Perplexingly, in this case, the AMA and ACOG have joined a joint amicus brief arguing that Wisconsin’s admitting-privileges law is unconstitutional. Yet their brief makes no mention of their 2003 statement or their sudden, yet convenient, disavowal of one of their ‘core principles’ related to patient safety. It appears from the trial testimony that plaintiff-doctors have simply decided that admitting privileges are only desirable insofar as they do not cause members of their guild to become ineligible to perform abortions.

He offers many other reasons why the admitting-privilege requirement bolsters women’s safety, including continuity of care (which pro-abortionists airily dismiss) and (quoting another circuit panel’s decision) “credentialing of physicians beyond initial licensing and periodic license renewal.”

But does Act 37 constitute an “undue burden”? Here Manion is absolutely devastating. Most abortionists plying their trade in Wisconsin’s PPFA were able to secure admitting privileges.

So what is the “undue burden”? That two abortionists at another abortion clinic, which performs late abortions, were not able to. Thus a greater “burden” on PPFA and, by extension, women seeking abortions.

Manion touches on something that is part of other court challenges to similar state laws: the notion that if there is not an intra-state abortion clinic convenient to the woman, it represents an undue burden.

He drily summarizes how haphazardly two abortionists from Affiliated Medical Services (AMS) in Milwaukee had tried to secure admitting privileges. Not exactly a full-court press

Manion notes that AMS has four abortion clinics in Wisconsin, two in Milwaukee. Even if AMS closed, approximately 98% of women in Wisconsin seeking abortions (pre-18.6 weeks) would need to travel “a mere 1.3 miles” to reach PPFA’s Milwaukee clinic.

How about obtaining a late-term abortion?
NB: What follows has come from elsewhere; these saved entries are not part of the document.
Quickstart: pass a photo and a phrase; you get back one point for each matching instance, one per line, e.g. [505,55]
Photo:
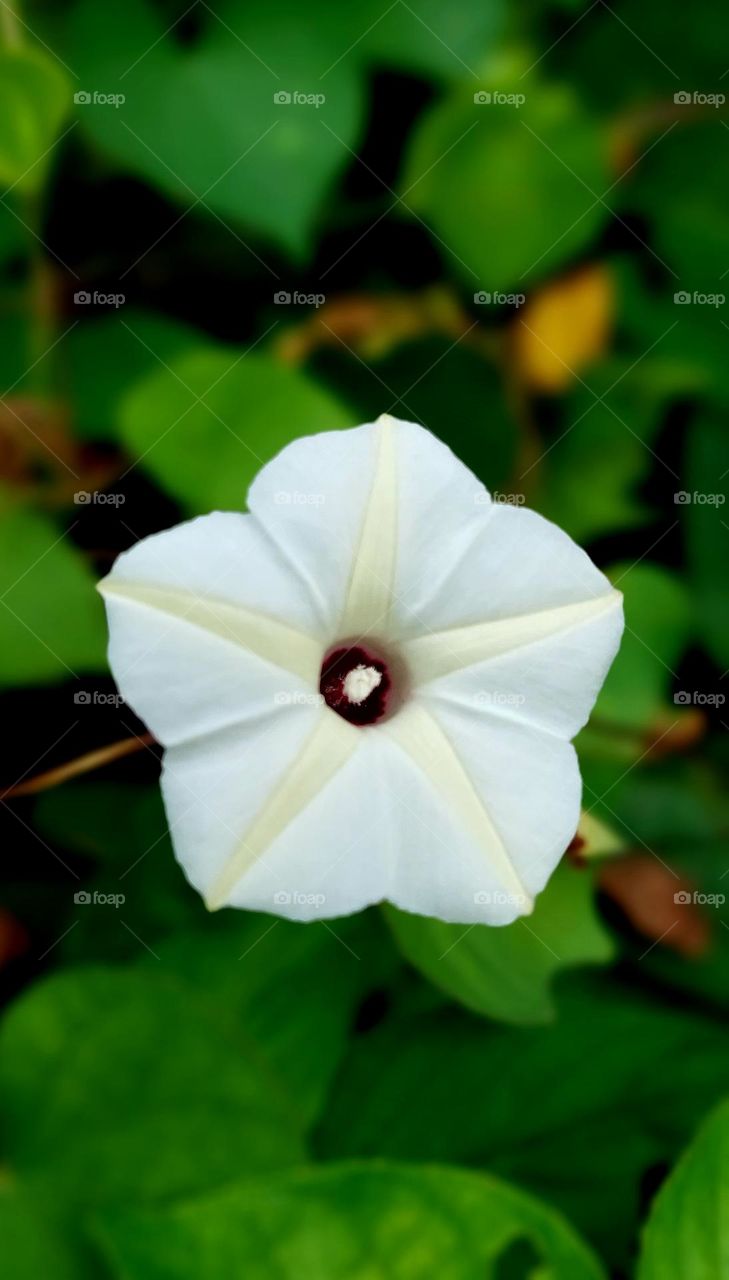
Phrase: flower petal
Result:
[549,676]
[312,503]
[527,786]
[197,639]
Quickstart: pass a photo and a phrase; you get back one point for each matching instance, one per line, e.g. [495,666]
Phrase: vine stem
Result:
[82,764]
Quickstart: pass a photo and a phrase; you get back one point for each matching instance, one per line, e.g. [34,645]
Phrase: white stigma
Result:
[360,682]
Manion writes, “Turning toward distance rather than towards the governor’s mansion, Chicago is approximately 93 miles from Milwaukee–or a one hour and forty minute drive.” Other circuit courts, Manion observes, found that much greater distances did not constitute an “undue burden.”
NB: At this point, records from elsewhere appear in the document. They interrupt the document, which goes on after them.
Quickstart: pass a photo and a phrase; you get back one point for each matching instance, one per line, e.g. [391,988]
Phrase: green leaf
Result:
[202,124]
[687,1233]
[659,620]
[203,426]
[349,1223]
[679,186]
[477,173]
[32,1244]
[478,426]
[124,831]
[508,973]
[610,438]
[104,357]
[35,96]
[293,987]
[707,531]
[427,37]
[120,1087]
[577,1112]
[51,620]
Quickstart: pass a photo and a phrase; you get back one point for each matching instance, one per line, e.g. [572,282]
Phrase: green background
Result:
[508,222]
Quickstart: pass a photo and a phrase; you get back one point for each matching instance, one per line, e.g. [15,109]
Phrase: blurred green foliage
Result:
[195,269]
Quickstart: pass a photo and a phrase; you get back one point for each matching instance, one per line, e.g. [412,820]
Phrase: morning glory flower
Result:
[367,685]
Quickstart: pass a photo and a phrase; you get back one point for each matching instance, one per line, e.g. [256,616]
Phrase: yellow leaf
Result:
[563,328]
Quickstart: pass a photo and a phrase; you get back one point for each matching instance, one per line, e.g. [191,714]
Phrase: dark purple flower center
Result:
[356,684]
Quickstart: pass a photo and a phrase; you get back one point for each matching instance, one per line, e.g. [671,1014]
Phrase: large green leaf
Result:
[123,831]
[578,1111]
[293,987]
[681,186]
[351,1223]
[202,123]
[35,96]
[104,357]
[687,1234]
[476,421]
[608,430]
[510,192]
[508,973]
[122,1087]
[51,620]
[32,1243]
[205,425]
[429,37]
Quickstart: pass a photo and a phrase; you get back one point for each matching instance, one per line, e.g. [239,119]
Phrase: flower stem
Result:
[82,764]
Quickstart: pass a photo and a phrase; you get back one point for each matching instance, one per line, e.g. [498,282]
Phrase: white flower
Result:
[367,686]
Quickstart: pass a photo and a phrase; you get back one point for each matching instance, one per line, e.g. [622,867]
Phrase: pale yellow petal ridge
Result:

Judge Manion’s conclusion says it all:

I regret that today’s decision marks the latest chapter in our circuit’s continued misapplication of the Supreme Court’s abortion jurisprudence. By a majority of one, the court has eliminated a measure that Wisconsin’s elected officials have enacted to protect the health and safety of women who choose to incur an abortion. There is no question that Wisconsin’s admitting-privileges requirement furthers the legitimate, rational basis of protecting women’s health and welfare. Among other benefits, the requirement promotes continuity of care and helps to ensure that abortionists are properly credentialed and qualified. It also works in tandem with Wisconsin’s ultrasound requirement to facilitate informed decision-making on the parts of doctor and patient alike. Nor is there any indication that the requirement would pose a substantial obstacle to women’s ability to access abortion providers in their area. As Planned Parenthood’s successful applications for admitting privileges demonstrate, the hospitals of Wisconsin are perfectly willing to grant admitting privileges to qualified physicians who perform abortions in their state. Because Wisconsin’s admitting-privileges requirement has the rational basis of promoting the health and safety of pregnant women who have decided to incur an abortion, and because it does not impose an undue burden under Casey, I dissent.